Performance tests should output their results in a common format. This is then picked up by the workflow to compare with historic results.
The format of results must contain two objects, HigherIsBetter and LowerIsBetter. These each contain metrics and their values where higher or lower values mean a better metric respectively.
Note that single quotes (') must be used, not double (")
An example of this is:
{
'HigherIsBetter': {
'ResultsPerSecond': 100,
'OtherResultsPerSecond': 200
},
'LowerIsBetter': {
'SecondsPerResult': 0.001
}
}The JSON formatted results should be written to the test-results/performance-summary/results_[name].json directory within the cloned repo, where [name] is the configuration name from options.json.
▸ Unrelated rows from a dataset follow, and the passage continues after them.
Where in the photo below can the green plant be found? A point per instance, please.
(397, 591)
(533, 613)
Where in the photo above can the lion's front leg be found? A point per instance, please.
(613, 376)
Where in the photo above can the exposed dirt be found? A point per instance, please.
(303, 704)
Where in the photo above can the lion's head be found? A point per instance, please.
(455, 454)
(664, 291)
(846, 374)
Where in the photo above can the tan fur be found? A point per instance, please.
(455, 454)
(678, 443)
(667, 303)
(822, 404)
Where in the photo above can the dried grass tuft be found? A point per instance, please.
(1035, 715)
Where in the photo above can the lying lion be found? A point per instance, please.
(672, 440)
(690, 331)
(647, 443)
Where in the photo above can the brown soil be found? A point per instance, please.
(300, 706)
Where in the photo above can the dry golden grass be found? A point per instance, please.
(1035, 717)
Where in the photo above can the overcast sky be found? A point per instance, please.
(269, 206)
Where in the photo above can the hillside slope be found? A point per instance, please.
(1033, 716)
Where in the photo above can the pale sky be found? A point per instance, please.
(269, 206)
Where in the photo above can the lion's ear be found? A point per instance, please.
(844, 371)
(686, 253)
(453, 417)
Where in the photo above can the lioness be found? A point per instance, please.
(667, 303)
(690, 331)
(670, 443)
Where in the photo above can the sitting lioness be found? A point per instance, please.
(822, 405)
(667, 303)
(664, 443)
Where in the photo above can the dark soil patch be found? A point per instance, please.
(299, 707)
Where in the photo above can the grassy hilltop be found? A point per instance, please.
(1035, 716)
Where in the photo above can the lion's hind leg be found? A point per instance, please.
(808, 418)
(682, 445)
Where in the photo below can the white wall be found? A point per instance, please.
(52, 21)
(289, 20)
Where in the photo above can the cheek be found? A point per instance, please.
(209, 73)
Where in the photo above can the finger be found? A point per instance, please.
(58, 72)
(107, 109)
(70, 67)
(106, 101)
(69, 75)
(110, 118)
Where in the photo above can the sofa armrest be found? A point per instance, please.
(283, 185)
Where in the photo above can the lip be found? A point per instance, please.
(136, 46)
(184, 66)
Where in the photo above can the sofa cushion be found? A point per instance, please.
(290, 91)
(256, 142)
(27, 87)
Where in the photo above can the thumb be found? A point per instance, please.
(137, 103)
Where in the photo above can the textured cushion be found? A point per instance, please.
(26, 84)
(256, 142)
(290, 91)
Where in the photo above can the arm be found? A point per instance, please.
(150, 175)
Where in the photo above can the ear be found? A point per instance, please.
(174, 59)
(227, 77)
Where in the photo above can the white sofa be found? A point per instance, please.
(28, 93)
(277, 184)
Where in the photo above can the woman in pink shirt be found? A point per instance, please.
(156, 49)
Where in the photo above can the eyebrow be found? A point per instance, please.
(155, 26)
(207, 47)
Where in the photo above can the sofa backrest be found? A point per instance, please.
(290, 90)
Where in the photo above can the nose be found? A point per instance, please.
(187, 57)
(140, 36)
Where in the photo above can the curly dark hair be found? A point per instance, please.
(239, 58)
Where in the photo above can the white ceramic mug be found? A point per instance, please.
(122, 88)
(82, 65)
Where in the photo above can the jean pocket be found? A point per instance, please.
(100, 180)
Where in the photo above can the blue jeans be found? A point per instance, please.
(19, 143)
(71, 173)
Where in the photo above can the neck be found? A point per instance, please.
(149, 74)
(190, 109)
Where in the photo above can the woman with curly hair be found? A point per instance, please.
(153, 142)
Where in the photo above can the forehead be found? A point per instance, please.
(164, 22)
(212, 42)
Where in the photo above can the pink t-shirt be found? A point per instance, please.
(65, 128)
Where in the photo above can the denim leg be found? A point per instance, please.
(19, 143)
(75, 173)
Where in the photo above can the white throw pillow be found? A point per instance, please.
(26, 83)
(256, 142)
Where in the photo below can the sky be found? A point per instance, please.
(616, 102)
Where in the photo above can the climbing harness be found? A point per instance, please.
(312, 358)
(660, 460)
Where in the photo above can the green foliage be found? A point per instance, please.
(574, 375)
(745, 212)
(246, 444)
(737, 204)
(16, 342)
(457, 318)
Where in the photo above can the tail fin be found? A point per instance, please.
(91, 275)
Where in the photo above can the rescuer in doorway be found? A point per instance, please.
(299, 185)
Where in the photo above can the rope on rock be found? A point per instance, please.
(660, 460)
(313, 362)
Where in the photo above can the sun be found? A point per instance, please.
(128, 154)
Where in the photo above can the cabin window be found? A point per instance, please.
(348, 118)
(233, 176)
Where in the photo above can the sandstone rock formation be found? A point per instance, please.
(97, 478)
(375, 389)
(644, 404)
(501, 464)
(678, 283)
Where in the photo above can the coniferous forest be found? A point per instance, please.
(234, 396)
Results are automatically picked up by the nightly-pr-to-main workflow, and written to artifacts. Past artifacts are then downloaded to find ones which match the same configuration name. Each metric is then plotted and written to the summary.
As performance tests in CI can be inconsistent, an absolute value is not tested. Instead, an increase (or decrease depending on the metric) from the mean by more than two standard deviations is considered a failure. An area is added to the plot to show one standard deviation either side of the mean.
If the test passes, then the successful results are written to an artifact. Only successful results are used when getting past results. This prevents a performance degradation from changing the mean and deviation, which in turn could allow future degradations to pass this test.
Note that if there are less than ten data points, it is not considered a failure, but a warning is logged.